8 reasons why Frozen's Anna and Elsa are the most feminist princesses from a Disney movie yet
If one searches “Frozen let it go cover” on YouTube they’ll be bombarded with over 4 million video results (many of which have several million views). Children, teenagers, and adults, male and female alike, have fallen in love with Disney’s animated mega-hit Frozen. The film, released on Thanksgiving, is still playing in movie theaters across the country (now in a sing-along version), has recently become available for digital download and is up at the Oscars on March 2 for Best Animated Film and Best Original Song, both of which it will likely win.
What is it about Frozen that has struck such a chord with audiences? Is it the talented voice cast, the beautiful animation, or the infinitely catchy soundtrack from Broadway songwriting duo (and married couple) Robert Lopez and Kristen Anderson-Lopez? Perhaps. But I think the reason lies in the fact that the film’s two princesses are significantly stronger and more realistic than any we’ve seen from Disney before. Here are eight reasons why Frozen has the most feminist Disney princesses to date (spoilers for the film are included):
1. Frozen essentially parodies former Disney princesses.
After Anna meets Prince Hans she considers herself in love and wants to marry him immediately in a clear throwback to other Disney animated features. However in this film Anna’s intention is met with disapproval and ridicule from both Elsa (“You can’t marry a man you just met”) and Christoff.
2. Elsa’s self acceptance is utterly inspiring.
After hiding her powers and essentially herself for so long, Elsa finally embraces who she truly is as well as her abilities in “Let It Go,” the single most empowering song in a Disney movie for a female (or male) character ever.
3. The most important love in the film is between siblings.
Frozen is in all honesty a love story. Not of a romantic love but familial love instead. While Anna has love interests in Hans and Kristoff, the most important relationship is that of the two sisters, whose love for triumphs all and leads them both to make great sacrifices for each other.

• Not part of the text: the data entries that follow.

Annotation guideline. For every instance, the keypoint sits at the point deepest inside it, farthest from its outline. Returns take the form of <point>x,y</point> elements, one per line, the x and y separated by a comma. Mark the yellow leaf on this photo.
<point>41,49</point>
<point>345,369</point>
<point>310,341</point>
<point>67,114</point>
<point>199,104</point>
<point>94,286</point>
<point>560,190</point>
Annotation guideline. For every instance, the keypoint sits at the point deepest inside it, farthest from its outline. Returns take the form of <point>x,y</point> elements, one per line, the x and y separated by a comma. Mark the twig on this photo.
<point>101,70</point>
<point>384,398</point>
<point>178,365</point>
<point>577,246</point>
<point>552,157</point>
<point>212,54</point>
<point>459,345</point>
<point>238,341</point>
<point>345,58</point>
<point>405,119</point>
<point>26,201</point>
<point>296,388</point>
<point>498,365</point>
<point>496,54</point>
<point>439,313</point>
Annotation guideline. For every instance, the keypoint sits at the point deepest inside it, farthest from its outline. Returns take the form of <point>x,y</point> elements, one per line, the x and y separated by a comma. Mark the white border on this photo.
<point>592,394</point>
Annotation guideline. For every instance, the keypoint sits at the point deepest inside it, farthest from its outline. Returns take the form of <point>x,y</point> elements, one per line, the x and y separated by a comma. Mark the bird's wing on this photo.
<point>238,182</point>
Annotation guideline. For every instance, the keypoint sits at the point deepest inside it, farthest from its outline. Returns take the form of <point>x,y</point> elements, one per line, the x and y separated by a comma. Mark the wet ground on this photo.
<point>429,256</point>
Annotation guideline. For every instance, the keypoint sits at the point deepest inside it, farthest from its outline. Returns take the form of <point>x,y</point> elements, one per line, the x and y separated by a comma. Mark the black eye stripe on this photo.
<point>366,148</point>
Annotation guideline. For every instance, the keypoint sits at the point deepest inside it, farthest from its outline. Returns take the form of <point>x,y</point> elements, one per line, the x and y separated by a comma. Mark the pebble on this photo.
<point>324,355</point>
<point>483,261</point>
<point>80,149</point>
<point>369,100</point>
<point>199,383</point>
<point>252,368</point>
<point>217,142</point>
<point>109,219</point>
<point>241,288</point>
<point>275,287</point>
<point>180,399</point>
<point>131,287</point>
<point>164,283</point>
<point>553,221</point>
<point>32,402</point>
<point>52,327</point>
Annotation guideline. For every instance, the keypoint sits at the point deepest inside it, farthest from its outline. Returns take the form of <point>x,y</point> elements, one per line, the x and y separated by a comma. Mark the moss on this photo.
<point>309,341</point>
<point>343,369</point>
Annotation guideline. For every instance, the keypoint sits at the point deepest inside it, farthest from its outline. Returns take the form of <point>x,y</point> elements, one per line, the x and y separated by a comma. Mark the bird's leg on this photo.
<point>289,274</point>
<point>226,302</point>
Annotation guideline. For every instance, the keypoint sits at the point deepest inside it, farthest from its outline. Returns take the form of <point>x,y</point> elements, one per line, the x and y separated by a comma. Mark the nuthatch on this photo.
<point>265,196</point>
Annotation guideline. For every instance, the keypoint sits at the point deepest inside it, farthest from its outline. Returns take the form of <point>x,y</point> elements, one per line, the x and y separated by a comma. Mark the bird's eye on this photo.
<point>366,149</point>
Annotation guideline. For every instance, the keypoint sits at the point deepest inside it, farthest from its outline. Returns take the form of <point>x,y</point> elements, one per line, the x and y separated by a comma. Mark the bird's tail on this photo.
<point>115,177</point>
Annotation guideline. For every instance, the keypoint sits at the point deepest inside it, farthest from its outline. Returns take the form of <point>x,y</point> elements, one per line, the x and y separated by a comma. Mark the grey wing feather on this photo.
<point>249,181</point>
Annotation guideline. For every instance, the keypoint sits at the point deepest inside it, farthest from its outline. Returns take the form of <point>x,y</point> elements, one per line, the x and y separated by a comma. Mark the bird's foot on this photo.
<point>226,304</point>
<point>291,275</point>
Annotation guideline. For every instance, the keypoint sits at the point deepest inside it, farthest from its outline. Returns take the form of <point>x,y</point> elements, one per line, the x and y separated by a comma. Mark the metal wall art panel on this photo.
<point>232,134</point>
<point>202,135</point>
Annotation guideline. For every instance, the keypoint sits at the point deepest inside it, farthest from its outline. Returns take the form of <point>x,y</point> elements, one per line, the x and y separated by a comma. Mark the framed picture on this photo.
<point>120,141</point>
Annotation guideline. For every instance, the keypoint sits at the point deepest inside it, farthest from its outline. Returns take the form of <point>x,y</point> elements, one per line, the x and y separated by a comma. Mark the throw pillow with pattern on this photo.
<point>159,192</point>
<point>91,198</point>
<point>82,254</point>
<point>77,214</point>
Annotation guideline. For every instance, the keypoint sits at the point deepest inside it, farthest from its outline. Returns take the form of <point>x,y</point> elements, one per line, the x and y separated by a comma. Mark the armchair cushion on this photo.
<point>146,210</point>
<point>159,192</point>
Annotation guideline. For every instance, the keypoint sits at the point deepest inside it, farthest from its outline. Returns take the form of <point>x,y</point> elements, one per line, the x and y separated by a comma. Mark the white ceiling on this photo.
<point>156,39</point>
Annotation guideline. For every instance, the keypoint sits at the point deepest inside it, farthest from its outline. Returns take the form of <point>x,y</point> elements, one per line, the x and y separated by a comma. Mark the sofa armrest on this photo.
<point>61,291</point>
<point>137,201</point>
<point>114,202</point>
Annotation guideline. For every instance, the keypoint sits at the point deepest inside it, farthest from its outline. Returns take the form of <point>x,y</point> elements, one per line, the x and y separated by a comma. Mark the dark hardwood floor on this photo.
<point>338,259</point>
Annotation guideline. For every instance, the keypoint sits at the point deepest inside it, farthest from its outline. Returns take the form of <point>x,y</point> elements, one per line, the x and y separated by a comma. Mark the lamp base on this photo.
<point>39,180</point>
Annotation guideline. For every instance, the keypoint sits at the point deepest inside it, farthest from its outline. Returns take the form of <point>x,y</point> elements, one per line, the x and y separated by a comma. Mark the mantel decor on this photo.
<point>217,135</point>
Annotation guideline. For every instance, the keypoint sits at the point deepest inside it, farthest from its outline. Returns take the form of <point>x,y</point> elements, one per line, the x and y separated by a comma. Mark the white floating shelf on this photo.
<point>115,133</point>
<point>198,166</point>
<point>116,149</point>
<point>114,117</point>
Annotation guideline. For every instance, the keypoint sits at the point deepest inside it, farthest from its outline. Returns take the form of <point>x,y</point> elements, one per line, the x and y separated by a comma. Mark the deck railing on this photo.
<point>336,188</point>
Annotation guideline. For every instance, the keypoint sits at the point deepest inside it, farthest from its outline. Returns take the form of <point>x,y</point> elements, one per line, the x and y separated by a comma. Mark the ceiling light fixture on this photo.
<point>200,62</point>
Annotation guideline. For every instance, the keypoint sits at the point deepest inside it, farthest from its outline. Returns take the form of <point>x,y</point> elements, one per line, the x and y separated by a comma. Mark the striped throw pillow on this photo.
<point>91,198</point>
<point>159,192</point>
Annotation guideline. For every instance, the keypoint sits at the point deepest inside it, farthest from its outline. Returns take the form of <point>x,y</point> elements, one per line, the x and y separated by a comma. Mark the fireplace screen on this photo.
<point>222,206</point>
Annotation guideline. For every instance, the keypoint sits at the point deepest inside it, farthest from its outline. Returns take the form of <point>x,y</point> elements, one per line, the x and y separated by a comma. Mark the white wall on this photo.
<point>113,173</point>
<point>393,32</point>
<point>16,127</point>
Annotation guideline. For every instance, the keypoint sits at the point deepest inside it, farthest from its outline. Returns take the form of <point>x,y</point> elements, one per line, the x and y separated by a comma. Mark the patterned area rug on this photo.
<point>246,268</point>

4. Elsa and Anna are both fiercely independent.
Really neither of these girls need a boyfriend, much less a husband. Elsa takes on the burden of hiding her powers from everyone, including her sister, to protect them and after their reveal she takes to the wilderness in self imposed exile using her unique powers to create her own winter-y kingdom. Anna then, without the assistance of Prince Hans or anyone else, embarks on solo a journey to find and return with Elsa (and yes, she is assisted by Kristoff on the way, but my point remains that she was originally willing to go it alone).
5. Neither girl is saved by a man.
At the film’s climax where traditionally the male lead would come to save the princesses (see: Snow White, Sleeping Beauty or even the more modern Tangled, the list goes on...) it’s Anna who saves Elsa, as well as herself in the process.

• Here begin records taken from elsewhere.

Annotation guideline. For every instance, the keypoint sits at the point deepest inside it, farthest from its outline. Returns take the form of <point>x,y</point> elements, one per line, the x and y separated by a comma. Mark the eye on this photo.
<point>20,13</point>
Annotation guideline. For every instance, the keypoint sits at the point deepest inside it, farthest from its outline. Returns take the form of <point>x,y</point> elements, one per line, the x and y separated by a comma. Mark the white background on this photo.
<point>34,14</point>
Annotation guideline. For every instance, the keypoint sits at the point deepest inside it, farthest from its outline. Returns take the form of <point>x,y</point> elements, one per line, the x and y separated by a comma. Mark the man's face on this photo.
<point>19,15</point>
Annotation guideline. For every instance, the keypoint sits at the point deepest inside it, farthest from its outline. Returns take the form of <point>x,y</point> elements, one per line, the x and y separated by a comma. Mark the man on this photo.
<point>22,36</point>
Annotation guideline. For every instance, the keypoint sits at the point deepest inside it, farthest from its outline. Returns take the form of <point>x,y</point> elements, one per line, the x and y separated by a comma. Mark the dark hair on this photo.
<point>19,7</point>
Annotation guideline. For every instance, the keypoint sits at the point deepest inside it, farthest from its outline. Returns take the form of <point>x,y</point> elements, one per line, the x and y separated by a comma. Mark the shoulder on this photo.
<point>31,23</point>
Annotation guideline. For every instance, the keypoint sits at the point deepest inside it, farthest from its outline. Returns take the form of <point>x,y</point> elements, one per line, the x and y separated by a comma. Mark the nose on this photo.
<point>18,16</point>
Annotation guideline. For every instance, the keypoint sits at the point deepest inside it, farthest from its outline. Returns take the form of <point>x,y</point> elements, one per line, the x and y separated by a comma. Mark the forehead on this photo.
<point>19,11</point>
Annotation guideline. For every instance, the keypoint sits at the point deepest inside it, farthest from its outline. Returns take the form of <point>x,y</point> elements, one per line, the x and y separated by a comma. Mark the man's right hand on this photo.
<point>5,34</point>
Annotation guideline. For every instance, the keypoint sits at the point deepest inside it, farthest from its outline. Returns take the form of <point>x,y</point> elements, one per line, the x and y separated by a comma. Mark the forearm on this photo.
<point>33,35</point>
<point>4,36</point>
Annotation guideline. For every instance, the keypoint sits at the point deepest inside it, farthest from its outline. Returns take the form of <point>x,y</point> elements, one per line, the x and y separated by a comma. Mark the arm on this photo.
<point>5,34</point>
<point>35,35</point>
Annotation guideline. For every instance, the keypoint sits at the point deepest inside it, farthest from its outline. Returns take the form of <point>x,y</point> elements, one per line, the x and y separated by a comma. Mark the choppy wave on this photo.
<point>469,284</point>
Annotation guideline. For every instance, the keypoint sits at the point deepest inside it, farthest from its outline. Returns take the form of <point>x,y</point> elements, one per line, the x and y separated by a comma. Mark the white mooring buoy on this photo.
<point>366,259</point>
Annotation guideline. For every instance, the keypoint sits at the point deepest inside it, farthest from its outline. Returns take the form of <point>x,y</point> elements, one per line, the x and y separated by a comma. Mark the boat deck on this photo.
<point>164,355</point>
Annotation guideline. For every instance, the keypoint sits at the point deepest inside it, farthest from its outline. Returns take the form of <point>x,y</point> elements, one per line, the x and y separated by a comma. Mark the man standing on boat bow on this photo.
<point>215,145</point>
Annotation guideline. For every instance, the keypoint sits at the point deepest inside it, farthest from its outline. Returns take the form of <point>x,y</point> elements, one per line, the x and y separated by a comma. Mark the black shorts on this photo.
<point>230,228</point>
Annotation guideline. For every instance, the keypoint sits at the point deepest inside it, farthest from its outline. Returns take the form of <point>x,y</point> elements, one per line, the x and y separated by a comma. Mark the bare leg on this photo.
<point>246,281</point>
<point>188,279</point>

6. Anna is ten times more genuine and relatable than previous princesses.
Disney princesses were originally depicted a perfect model of grace, poise, beauty and overall loveliness. Real woman don’t fit that description and neither does Anna. She’s impulsive, fearless, optimistic, sassy, clumsy, forward, awkward, feisty, imperfect, enjoys chocolate and occasionally overshares (ex: “You’re gorgeous,” she blurts out after meeting Hans). She also doesn’t wake from slumber in perfect condition a la Sleeping Beauty (see above).
7. Elsa becomes the sole ruler of her kingdom.
Elsa becomes Queen of Arendelle, which the the land’s townspeople within the film accept wholeheartedly. While most Disney films shy away from the prince and princess actually ruling the kingdom, in Frozen Elsa single handedly takes on the task, without the need for a king by her side.
8. The film doesn’t end in a marriage.
The only other Disney princess to share this fate is Merida from the rather unimpressive Brave, a movie which shies away from the issue of romance almost all together. Frozen meanwhile shows that it’s perfectly okay to for young women to be involved in romantic relationships without committing themselves to marriage right away (as in Anna’s case), or, for that matter, to not date at all (which Elsa chooses).